After an upgrade to Ubuntu 11.04 on my computer at work I noticed one of my SSD drives were dead in my RAID1 (mirror) and this is how I fixed the problem as well as adding some monitoring to being noticed next time around something breaks.
I managed to get the drive working merely by physically plug it out and in again, but my RAID were still obviously screwed so I had to sync the drives.
First, I checked the current status, and this can be done in two ways.
And, as the output stated my second drive (/dev/sdb2) were not in sync.
First I removed it from the RAID altogether.

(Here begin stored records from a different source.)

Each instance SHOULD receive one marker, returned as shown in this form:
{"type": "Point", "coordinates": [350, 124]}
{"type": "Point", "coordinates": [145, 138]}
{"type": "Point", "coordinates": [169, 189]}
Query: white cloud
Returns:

mdadm /dev/md0 --remove /dev/sdb2
Then I re-added it as such
mdadm /dev/md0 --re-add /dev/sdb2
You’ll see in syslog that the RAID is being rebuilt, but I’ll rather do this for some more information
You’ll see this: [U_] if one of the disks is faulty, and [UU] if both are up.
Now to the next step.
I noticed this mainly because I rebooted the computer, and with a >100 day uptime this could’ve been broken for ages, and of course this is quite dangerous if the other disk were to fail.
So I used mdadm’s built-in monitoring to send me an e-mail as soon as something would go wrong.
I run postfix locally and this is how I start the process.
/sbin/mdadm --monitor --pid-file /var/run/mdadm/monitor.pid --daemonise --scan --syslog --mail=your@email.here
You can actually try this out by breaking your RAID on purpose using these commands, but don’t forget to rebuild it as explained above!
mdadm /dev/md0 --fail /dev/sdb2
mdadm /dev/md0 --remove /dev/sdb2
This will send you an e-mail with the output from /proc/mdstat as well as a short explanation of what mdadm think is wrong.